For Nick Chapin, a former Frieze publisher who worked as a freelancer, the start of the blackout period meant that most of his freelance work was either canceled or suspended indefinitely.

"When my work disappeared, I didn't know exactly what to do with myself," Chapin says. “I started talking to friends and found that there were so many people in the same boat. I started to wonder and worry about all the brilliant young artists and creative minds I've worked with over the past five years, many of whom live from paycheck to paycheck.

“For most artists there is no vacation schedule or safety net. It struck me that there was a huge audience for culture and creativity that suddenly couldn't connect anymore. The galleries were closed, filming was interrupted. I thought there had to be a way to get the wheels spinning again, ”he adds.

Chapin's answer to this period of uncertainty is Limbo, a new time capsule made of print magazine and culture that was born out of a standstill. The magazine was published in cooperation with the WePresent editorial platform from WeTransfer and turns the traditional publishing model upside down by acting as a profit sharing company and distributing all profits from advertising and sales directly to the employees mentioned in the magazine and the employees who produce it.

To bring his vision for Limbo to life, Chapin has used the help of editor Francesca Gavin, who has worked with Kaleidoscope, Dazed and NTS, and David Lane, creative director of Frieze and founder of indie magazine The Gourmand.

“We knew we wanted the magazine to feel raw and visceral, a patchwork of the DIY work people did, often with new lo-fi techniques. But we also wanted to remember the history of the magazines; to ripple the clichés of glossy titles and refer to the genius of bedroom publishing from the 90s, ”says Chapin.

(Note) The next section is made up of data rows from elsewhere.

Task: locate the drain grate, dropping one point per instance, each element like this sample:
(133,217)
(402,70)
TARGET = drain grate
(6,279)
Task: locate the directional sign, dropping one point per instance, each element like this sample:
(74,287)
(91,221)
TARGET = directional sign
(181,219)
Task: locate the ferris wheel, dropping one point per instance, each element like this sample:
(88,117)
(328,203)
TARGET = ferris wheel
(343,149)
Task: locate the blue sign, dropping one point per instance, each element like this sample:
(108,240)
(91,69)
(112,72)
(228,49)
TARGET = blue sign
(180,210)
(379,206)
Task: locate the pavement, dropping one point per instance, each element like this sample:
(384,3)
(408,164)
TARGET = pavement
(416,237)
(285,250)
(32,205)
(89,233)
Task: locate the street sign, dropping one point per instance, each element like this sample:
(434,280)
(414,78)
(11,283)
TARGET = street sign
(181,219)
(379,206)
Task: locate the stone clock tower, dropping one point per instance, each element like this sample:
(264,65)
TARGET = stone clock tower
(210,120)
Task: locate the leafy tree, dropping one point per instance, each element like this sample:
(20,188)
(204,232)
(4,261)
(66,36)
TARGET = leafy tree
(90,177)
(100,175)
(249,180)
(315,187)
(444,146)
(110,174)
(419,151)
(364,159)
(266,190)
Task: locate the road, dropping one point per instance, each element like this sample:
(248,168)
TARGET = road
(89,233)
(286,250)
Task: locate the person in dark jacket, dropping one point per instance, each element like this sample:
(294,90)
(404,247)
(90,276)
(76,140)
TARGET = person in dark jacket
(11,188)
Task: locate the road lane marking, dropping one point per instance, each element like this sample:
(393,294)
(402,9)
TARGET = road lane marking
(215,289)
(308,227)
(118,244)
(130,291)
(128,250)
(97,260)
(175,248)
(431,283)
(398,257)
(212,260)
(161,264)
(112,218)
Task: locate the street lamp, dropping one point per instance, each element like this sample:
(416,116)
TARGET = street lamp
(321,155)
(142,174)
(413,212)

“Francesca once described Limbo as Smash Hits meets The Face, with the depth of The New Yorker and the kitsch of a Sunday newspaper supplement. But although there was a lot of intention behind it, the appearance was also random. We gave the artists blank pages and let them do what they wanted. And we have never been together as a team! So everything came together organically, shaped by the vicissitudes of digital collaboration and the mood of the artist community. "

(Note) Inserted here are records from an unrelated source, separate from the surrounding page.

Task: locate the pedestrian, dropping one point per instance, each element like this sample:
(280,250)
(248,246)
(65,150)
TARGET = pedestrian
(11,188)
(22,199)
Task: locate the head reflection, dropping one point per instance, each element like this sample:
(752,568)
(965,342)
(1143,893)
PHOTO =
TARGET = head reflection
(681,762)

The opening edition offers a mixture of art, ideas and humor, which acts as a kind of time capsule of the current crisis. A number of well-known creative professionals, including Vivienne Westwood, Wolfgang Tillmans and Tyler Mitchell, have not only contributed but also waived their fees so the funds can go to those most in need.

In the meantime, the price of the magazine varies depending on what you can and want to contribute. The cover price is £ 14 or £ 9 for unemployed readers, while an option of £ 19 is available for those who want to give more.

While Limbo started in response to the ban, it has quickly grown into something bigger as it tries to address the broader sense of insecurity we are all facing. With the flood of layoffs and closings that have hit the publishing world in recent months, including Buzzfeed and most recently the Guardian, his arrival is particularly timely.

“The publishing and creative industries as a whole are in a strange place. It is certainly not sustainable. Editorial pays very little, if any, and artists certainly don't get Instagram's profit sharing! The idea is that you play the game, work for free, and somehow earn enough to survive. It's a fragile ecosystem that I think is ripe for disruption, ”Chapin says.

“We originally imagined that this would be a one-off, almost an art project that played with the idea of ​​a magazine. However, the reception was so positive that we are now trying to promote it as an ongoing title. There seems to be a real hunger for something like this, both from artists and from advertisers. "

The first edition of Limbo has been published.